AIG made the payment today with proceeds from the sale of remaining assets in Maiden Lane II, the vehicle created in 2008 to buy mortgage-linked assets, said the person, who asked not to be identified because there wasn’t a public announcement. That means the government has recovered $331 billion of the $414 billion in Troubled Asset Relief Program funds that were disbursed, the person said.
A rebounding economy and climbing stock markets are allowing companies to unwind bailouts from 2008 and 2009 designed to prevent a collapse of the banking system and protect jobs. AIG, once the world’s largest insurer, was rescued in 2008 in a bailout that swelled to $182.3 billion.
The Treasury sold $6 billion in AIG shares earlier this month, reducing its stake in the New York-based insurer to about 70 percent. AIG purchased $3 billion of the shares.
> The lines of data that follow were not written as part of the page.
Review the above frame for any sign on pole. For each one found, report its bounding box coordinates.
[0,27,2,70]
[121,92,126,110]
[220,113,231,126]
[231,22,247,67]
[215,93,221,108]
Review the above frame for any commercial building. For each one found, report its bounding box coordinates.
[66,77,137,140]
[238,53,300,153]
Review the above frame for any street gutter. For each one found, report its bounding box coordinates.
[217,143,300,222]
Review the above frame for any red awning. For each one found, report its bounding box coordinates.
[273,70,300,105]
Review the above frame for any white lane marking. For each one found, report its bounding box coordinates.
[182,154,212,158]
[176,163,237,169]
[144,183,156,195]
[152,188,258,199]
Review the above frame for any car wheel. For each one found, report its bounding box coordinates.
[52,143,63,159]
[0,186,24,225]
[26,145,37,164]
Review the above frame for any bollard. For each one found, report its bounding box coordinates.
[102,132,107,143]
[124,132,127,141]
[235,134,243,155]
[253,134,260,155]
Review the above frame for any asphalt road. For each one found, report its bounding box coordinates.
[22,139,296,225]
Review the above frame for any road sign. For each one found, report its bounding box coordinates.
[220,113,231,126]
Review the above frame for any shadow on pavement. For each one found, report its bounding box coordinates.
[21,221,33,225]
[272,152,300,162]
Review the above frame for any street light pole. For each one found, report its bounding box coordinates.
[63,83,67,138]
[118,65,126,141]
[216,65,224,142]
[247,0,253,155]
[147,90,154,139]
The sale was the second for the department since it converted a preferred stake into 92 percent of AIG common shares in January 2011. The government cut that holding to 77 percent in a May offering.
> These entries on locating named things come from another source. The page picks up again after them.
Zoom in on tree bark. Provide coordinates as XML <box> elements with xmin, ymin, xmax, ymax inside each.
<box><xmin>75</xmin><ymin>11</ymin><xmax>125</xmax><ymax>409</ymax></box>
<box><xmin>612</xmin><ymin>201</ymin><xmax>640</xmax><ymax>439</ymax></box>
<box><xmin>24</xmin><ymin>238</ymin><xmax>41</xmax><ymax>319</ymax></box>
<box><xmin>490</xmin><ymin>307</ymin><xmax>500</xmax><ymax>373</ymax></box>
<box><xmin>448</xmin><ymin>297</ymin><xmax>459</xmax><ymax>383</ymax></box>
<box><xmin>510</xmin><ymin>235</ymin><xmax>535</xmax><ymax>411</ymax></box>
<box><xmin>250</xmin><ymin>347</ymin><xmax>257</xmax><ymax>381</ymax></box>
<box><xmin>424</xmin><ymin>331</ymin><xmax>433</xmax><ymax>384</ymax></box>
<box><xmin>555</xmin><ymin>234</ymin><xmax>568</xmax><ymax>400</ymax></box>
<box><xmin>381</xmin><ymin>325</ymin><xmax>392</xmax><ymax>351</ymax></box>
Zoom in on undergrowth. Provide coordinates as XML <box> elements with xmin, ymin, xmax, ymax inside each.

AIG declined less than 1 percent to $28.08 today in New York and has gained 21 percent this year. The government needs to average at least $28.72 on its share sales to recoup taxpayer funds. It sold AIG shares for $29 apiece in both offerings.
AIG announced a plan March 7 to repay $8.5 billion in obligations to Treasury. Along with the Maiden Lane income, the insurer will use proceeds from selling shares of Hong Kong-based insurer AIA Group Ltd. and escrowed cash from the sale of a unit to MetLife Inc. in 2010, AIG said in its statement. Mark Herr, a spokesman for AIG, declined to comment.
The U.S. government also still owns a majority stake in Ally Financial Inc., after divesting holdings in banks including Citigroup Inc. (C) and cutting its investment in General Motors Co. (GM).